The language in the final solicitation package left out any description of evidence regarding objections to the plan, including that presented by unions and retiree groups at the Sixth Circuit Court Appeals.
Regarding those appeals, the package said only:
“GRS, PFRS, the Retiree Committee, several unions and several associations representing the City’s retirees have appealed from the Bankruptcy Court’s ruling that found the City to be eligible to file its bankruptcy case and also held that accrued pension benefits could be reduced. The appeals are pending before the United States Court of Appeals for the Sixth Circuit.
The Outside Funding of $816 million will not be available for GRS or PFRS if these appeals continue. The Outside Funding will only be available if these appeals are resolved, dismissed or withdrawn prior to approval of the Plan.
If the appeals continue and are successful and no further appeals or other legal actions are taken, then either the City’s bankruptcy case may be dismissed (and no plan would be confirmed), or the appellate court may hold that, although the City may pursue a restrucfuring in this bankruptcy case, it cannot reduce or impair your pension (and the Plan could not be confirmed). In either case, the Outside Funding of $816 million would not be available for GRS and PFRS.
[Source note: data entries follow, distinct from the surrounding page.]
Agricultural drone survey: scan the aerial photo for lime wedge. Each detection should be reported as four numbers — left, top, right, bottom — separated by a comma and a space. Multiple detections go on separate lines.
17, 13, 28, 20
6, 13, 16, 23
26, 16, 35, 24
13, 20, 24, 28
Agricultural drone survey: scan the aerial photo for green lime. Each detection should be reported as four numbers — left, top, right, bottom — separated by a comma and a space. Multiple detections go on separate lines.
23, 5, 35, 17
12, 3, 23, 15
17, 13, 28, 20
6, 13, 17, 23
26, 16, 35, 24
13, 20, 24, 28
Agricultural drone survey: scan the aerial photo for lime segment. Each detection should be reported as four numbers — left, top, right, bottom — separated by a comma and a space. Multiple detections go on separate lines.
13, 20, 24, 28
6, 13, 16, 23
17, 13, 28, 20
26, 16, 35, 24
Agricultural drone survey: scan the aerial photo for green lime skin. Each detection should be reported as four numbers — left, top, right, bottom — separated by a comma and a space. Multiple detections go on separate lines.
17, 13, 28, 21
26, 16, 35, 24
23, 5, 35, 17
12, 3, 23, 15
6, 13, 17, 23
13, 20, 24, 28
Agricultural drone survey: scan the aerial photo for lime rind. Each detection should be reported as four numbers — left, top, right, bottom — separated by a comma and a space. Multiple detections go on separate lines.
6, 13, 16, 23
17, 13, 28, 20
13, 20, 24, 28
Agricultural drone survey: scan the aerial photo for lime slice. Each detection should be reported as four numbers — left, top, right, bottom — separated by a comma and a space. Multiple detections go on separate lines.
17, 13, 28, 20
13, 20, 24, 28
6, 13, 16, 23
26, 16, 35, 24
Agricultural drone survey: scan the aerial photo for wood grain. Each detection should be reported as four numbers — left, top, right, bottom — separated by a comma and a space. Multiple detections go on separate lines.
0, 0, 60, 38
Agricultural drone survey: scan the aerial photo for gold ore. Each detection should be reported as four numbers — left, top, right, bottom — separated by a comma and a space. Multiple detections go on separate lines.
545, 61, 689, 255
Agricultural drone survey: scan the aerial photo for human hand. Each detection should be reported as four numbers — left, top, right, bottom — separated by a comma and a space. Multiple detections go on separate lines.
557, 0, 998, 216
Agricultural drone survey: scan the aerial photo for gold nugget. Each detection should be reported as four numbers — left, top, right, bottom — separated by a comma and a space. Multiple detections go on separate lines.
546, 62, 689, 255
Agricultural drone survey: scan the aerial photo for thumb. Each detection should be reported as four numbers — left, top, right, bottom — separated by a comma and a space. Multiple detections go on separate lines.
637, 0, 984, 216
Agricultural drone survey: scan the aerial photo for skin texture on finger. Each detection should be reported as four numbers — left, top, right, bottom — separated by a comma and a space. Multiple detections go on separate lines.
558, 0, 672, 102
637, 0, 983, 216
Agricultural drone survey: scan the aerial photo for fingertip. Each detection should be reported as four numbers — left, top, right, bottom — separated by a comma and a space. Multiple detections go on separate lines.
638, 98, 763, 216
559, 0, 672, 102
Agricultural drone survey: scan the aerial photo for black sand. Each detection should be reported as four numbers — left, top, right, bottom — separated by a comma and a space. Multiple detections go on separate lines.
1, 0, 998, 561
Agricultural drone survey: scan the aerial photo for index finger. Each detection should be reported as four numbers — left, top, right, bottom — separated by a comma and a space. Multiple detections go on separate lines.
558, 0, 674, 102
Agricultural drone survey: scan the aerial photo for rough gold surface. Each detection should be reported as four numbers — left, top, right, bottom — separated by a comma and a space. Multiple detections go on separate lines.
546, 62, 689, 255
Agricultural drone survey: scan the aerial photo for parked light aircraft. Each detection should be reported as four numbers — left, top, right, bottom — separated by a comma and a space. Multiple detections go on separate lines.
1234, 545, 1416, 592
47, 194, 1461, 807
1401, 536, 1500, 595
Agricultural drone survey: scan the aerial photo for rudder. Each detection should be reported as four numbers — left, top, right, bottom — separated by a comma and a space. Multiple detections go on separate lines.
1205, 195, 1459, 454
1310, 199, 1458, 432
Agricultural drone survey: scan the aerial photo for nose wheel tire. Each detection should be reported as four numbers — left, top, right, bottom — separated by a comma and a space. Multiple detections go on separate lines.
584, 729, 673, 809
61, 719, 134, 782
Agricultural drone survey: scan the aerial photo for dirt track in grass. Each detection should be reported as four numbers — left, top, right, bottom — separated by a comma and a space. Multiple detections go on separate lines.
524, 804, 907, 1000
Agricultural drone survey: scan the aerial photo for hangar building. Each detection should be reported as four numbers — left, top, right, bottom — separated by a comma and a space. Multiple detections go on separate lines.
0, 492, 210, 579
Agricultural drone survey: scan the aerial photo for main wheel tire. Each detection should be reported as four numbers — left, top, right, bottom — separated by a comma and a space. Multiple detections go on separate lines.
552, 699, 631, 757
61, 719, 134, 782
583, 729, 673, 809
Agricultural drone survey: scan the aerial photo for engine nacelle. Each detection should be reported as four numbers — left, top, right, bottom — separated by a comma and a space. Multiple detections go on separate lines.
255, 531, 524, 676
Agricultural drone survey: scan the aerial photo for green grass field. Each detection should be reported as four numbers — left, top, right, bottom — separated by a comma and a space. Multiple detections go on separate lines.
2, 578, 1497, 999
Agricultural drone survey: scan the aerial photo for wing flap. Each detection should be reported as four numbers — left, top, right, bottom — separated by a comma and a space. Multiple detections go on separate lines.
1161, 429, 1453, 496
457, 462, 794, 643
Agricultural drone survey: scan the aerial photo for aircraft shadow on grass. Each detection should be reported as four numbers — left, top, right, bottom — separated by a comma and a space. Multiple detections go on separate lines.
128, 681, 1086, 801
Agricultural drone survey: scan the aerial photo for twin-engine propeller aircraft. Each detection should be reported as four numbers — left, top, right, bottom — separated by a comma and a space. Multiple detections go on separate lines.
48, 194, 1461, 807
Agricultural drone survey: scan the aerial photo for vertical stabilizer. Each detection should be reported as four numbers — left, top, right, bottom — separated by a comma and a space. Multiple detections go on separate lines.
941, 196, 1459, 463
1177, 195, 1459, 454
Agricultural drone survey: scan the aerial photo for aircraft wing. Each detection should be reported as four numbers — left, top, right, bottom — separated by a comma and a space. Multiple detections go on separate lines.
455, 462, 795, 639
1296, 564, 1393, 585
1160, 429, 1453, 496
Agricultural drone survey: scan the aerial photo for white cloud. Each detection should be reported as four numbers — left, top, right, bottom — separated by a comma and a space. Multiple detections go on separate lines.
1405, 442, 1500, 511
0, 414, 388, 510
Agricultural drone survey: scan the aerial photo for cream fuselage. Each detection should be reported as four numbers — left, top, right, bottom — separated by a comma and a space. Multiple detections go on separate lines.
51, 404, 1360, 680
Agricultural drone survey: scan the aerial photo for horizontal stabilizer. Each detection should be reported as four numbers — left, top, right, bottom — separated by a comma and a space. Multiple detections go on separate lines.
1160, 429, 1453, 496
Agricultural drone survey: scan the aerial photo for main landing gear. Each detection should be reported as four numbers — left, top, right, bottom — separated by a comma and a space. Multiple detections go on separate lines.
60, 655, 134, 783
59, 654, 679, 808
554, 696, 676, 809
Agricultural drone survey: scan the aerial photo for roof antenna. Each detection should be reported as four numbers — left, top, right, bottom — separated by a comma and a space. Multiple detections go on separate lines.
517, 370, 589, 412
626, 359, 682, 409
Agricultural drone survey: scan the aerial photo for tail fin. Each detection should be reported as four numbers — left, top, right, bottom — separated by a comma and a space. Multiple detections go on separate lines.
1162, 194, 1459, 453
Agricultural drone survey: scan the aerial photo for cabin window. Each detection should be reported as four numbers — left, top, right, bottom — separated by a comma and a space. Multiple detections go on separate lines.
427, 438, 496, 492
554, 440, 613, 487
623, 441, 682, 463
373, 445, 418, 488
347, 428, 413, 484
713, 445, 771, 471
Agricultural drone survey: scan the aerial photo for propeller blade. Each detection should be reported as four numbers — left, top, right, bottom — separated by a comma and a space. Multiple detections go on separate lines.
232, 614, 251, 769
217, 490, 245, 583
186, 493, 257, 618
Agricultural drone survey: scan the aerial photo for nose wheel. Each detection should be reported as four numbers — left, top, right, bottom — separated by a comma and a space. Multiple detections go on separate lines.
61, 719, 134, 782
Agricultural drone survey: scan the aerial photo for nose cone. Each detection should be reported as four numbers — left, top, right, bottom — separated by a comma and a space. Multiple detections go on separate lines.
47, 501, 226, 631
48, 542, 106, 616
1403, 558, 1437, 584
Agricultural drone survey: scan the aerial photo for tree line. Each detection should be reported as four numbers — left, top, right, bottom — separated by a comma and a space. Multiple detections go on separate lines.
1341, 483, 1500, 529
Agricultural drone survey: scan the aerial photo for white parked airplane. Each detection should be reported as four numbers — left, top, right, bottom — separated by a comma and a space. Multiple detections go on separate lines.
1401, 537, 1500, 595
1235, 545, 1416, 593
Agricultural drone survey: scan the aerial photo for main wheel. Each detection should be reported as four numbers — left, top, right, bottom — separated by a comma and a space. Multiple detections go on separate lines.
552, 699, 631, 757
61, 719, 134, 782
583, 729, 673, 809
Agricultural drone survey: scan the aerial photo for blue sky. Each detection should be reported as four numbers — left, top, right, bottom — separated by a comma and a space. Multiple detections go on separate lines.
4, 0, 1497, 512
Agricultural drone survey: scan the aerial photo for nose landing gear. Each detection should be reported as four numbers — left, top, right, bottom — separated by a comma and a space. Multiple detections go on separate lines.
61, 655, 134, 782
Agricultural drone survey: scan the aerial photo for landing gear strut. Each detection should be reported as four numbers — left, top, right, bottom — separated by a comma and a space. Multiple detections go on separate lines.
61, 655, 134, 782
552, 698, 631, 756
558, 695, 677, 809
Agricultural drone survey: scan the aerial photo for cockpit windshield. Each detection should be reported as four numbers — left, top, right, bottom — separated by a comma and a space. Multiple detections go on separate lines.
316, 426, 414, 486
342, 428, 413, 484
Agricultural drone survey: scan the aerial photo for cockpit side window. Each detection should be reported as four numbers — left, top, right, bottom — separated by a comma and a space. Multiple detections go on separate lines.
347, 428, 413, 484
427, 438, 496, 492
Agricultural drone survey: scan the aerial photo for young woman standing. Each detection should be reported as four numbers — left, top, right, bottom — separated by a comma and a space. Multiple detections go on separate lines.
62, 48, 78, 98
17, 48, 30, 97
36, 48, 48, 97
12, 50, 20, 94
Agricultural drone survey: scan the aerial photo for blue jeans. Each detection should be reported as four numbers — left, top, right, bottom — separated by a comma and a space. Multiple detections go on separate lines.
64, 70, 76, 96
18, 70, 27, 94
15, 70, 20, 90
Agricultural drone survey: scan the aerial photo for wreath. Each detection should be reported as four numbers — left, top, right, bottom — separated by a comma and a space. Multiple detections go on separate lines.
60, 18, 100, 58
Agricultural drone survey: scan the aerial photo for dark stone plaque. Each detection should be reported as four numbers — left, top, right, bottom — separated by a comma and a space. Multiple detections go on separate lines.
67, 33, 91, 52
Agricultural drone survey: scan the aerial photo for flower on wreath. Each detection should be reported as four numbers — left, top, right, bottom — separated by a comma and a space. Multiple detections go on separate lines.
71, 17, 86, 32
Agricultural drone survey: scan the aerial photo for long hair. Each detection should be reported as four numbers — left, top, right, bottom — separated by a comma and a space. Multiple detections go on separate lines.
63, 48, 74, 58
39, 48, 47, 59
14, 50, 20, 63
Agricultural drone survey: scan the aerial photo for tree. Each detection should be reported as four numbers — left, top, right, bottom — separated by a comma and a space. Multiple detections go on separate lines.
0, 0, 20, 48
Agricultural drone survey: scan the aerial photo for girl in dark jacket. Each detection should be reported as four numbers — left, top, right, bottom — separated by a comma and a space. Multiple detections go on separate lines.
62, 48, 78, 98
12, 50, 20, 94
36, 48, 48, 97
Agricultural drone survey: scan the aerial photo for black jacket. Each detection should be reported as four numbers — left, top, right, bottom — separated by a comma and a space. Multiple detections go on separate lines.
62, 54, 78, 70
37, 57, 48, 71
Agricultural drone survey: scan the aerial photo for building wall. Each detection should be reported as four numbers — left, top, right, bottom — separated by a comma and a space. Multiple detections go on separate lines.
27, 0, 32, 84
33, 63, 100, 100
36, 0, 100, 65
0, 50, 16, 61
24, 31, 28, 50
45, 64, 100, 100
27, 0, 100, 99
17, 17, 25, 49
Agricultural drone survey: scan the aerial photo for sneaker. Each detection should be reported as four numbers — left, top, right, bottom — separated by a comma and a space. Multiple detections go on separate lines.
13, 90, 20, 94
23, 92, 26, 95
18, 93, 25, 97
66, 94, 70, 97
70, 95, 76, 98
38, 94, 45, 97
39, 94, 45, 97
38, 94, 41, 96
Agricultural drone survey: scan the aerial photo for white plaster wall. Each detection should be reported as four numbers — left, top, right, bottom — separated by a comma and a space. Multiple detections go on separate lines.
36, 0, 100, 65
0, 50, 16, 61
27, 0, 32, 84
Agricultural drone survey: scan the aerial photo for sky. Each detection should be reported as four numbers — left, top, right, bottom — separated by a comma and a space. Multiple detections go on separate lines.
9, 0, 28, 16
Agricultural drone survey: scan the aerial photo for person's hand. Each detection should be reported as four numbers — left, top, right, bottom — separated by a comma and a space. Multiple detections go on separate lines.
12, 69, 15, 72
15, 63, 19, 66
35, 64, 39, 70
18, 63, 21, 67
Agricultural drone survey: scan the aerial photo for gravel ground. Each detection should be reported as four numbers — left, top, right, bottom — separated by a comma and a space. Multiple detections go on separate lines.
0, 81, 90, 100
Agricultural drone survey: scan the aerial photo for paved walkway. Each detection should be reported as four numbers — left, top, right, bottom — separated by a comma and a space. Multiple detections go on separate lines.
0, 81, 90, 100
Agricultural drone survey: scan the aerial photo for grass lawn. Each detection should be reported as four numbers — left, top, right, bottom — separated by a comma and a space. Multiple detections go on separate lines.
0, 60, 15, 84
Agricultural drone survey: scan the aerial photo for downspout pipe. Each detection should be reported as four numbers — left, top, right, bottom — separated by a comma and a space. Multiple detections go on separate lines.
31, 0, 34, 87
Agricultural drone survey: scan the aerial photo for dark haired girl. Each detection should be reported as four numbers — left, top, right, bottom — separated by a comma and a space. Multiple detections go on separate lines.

Even if the appellate court decides that the City cannot legally reduce your pension, the City’s financial problems mean that it would still not have enough money to make the required pension contributions to GRS or PFRS. So you would still not be assured of receiving a full pension payment even if you had a legalright to a full pension payment.
If the appeals are unsuccessful and no further appeals or other legal actions are taken, then the Plan as written will be unaffected.”
Many of the attendees at the DCCAER meeting said they had filed individual objections to the voting procedures with Rhodes. Williams told the group that the voting procedures violated federal election law.
Cecily McClellan, a leader of the DCCAER, said the group had filed a Freedom of Information Act Request to obtain the complete list of names and addresses of retirement system members, and repeatedly asked the DGRS for the list, to no avail. The DCCAER earlier issued a statement strongly objecting to the plan, titled “GRAND THEFT or Grand Bargain,” and went city-wide with caravans including U-Haul trucks with “VOTE NO” banners.
During the meeting, attendees signed numerous other objections drafted by Aleem and Williams. Plans were laid to seek legal and other recourse to invalidate the vote and “derail the bankruptcy” as Dentons attorney Carol Neville put it, while excusing her failure to seek recourse against the city’s failure to fully disclose on the ballots and in the solicitation package that it had added 6.75 percent interest to the Annuity Savings Plan recoupments.
The agreement of major unions representing municipal workers, and their retirement systems and groups, to wipe out their appeals of a bankruptcy eligibility decision that puts millions of retirees across the U.S. in jeopardy is reprehensible, and likely represents the most major sell-out of workers by their elected officials in U.S. history.